Laurence Klotz, M.D., a urologic oncologist at the University of Toronto’s Sunnybrook Health Sciences Centre, says planning is underway for a second clinical trial using an investigational transurethral ultrasound device developed at Sunnybrook to ablate prostate cancer.

Patients participating in the new study will have their cancer treated with the device and then undergo a prostatectomy. Post-surgical assessment will determine if the device actually destroyed their cancer.

The new study will build on the results achieved in a 2009-2010 clinical trial that assessed the device’s ability to deliver ultrasound energy to a targeted area within the prostate. Eight patients were treated and then went directly to the operating room, essentially under the same anesthetic, to undergo a radical prostatectomy.

“The point of that first study was to find out what portion of the prostate was destroyed compared to what we targeted,” Klotz explains. “We found that the correlation is very tight. All the tissue that was destroyed was within about a millimeter of our target.”

He adds, “We are going step by step to really determine how well it works, if it is safe, and if we can target an area and know that it will be the only area that’s going to be treated. There are structures around that you don’t want to mess with, like the rectum and the urethral sphincter.”

Klotz says a third trial will ultimately be launched. “This is when things will really get ambitious,” he notes. “That’s when we will use our device as the treatment for the patient’s cancer. This step is probably at least a couple of years down the road.”

Addressing a huge unmet need

Sunnybrook’s device was developed to address what Klotz describes as “a huge unmet need for a minimally-invasive, relatively inexpensive treatment for men with early stage, low risk prostate cancer.”

The team at Sunnybrook, he says, “didn’t think the treatment had to be perfect, but it has to be relatively effective and it should not impose a lot of side effects on the patient.”

Klotz has conducted the clinical trials in partnership with Rajiv Chopra, Ph.D., one of the researchers who developed the new device. “What it consists of is MR-thermal mapping and a transurethral device that has an ultrasound transducer,” Klotz says. “The transducer generates ultrasound waves to create heat in the prostate, and the device maps the temperature real time.”

“Another extraordinary piece of this for which Dr. Chopra deserves all the credit is a control device that essentially uses the thermal mapping data to control the amount of energy that’s delivered,” he adds.

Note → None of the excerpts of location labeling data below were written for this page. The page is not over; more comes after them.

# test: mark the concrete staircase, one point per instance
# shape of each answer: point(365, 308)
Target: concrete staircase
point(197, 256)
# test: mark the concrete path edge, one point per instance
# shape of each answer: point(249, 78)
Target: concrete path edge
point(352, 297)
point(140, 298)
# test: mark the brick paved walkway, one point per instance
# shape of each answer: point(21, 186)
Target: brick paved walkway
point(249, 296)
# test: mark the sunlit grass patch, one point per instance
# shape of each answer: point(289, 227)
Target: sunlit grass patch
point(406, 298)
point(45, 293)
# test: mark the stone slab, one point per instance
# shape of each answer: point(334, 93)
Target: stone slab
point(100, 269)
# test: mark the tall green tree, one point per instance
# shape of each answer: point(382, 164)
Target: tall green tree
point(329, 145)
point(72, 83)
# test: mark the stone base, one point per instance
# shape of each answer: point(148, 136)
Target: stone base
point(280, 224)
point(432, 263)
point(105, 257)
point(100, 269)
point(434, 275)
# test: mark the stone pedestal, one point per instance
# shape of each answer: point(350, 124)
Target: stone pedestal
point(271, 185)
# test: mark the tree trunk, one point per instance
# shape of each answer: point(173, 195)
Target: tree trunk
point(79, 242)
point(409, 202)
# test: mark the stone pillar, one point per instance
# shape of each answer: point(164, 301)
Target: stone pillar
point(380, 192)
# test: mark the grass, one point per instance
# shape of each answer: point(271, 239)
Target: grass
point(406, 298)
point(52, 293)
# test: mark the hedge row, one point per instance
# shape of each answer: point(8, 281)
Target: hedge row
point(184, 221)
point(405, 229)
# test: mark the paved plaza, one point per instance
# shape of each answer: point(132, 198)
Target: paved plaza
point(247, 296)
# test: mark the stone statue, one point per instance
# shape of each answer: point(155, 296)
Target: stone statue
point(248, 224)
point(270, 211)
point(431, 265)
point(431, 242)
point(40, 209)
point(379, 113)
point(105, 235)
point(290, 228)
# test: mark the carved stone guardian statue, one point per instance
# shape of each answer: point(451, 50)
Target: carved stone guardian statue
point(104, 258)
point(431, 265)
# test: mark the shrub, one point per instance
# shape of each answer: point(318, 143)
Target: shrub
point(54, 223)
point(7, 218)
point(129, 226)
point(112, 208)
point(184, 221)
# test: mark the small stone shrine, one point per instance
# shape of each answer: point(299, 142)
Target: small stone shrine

If clinical trials go well, Klotz believes the new device will be perceived as easy to use, highly precise and relatively fast. “The idea is you will turn it on, press the big red button that says ’start’ and the ultrasound transducer will rotate through the prostate heating the entire prostate to the point where all the cancer is destroyed. In theory, it looks like this could be done in as little as half an hour to 40 minutes.”

Klotz admits to being “quite excited” about the possibilities for the device. “The number of patients who can benefit from this treatment is huge,” he says.